São mais de 200 letras e 50 melodias criadas por Lucas Piaceski, ex Schonell (sobrenome materno adotado brevemente). A prova de originalidade do líder da banda – que já se chamou The Propellers, foi assistida pelo auditório do Sesc Pato Branco lotado, em 31 de julho de 2011, na 3ª etapa da “Aldeia Musical”. Antes da banda Paraná Blues se apresentar, o palco foi de Lucas Piaceski, com covers de Bob Dylan, Neil Young e The Band, mas metade do show feito de músicas compostas e criadas por ele mesmo. Foi uma oportunidade ímpar de mostrar a essência de sua arte. Entre elas estão Name In The Fire, My Boss and your Prostitutes, Moving Like Stones, Walking By The Trees, A Plane to the Promiced Land, Don’t Let Me Here, Working to Rise, e inúmeras outras. Músicas cujos vídeos de divulgação no Youtube com direção da jornalista Daiana Pasquim, ou áudios gravados em estúdio com ilustrações do próprio Lucas, que também é arte-finalista e cartunista, estão sendo divulgados.
Foi também dele a voz que encerrou o Aldeia Musical de 2011, apresentando-se dessa vez, com a big band The Loco Motive Blues, composta por oito músicos profissionais de Pato Branco, Francisco Beltrão e Coronel Vivida. Com a Loco Motive foram inúmeros shows em 2011 em casas das duas principais cidades do Sudoeste, com destaque para o Reveillón de 2012 no Clube Pinheiros, em Pato Branco.
Entre o rol de influências musicais bem pautadas no jazz, blues e funk, se for para se conceituar, resume “sou um cantor de blues”. Fato é que em suas canções há muitos vestígios Country, Folk, Surf Music, Indie Rock e até levemente Gospel.

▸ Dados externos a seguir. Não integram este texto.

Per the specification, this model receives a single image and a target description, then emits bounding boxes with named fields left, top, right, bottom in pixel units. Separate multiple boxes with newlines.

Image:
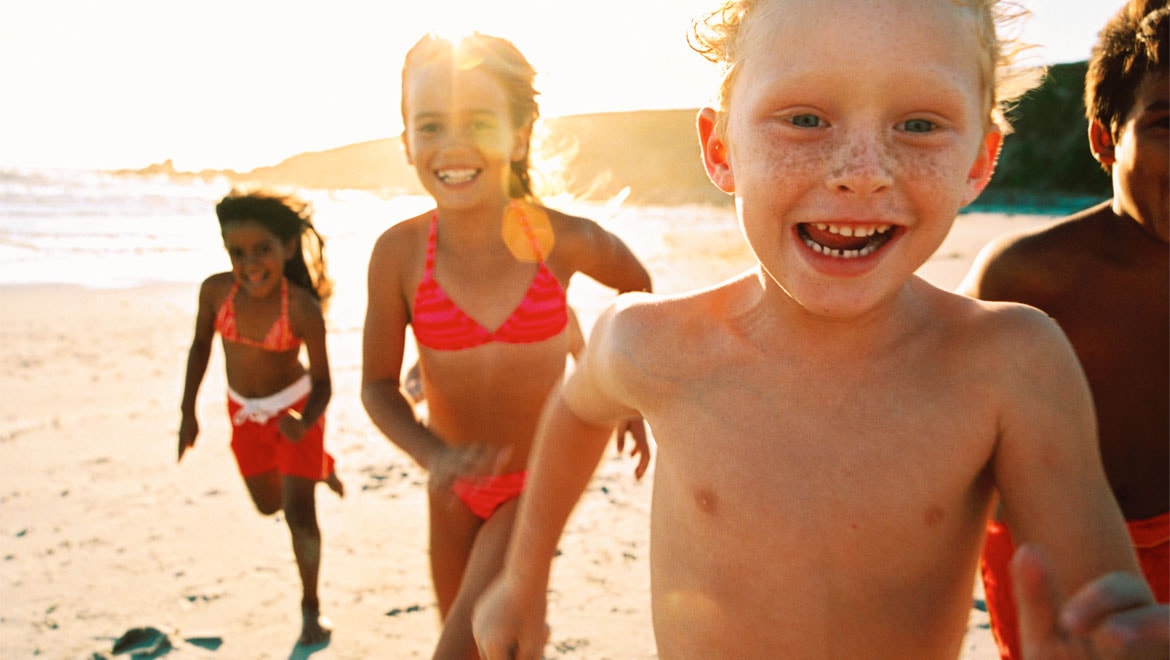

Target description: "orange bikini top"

left=215, top=279, right=301, bottom=352
left=411, top=212, right=569, bottom=351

A proposta de Christoferson – que por mera coincidência contém Cristo e Lucifér num mesmo nome-, de místico tem o poder de fazer vivenciar a simetria musical. Algo que não se encontra em qualquer melodia, apresentação e que independe do desejo de uma banda, simplesmente, acontece. Três jovens talentos que cresceram juntos, sem o propósito de serem encaixados nesse ou naquele gênero, mas sim, têm personalidade própria para ser o que são. Sons acústicos e elétricos numa só banda, num mesmo show, genuinamente revelado.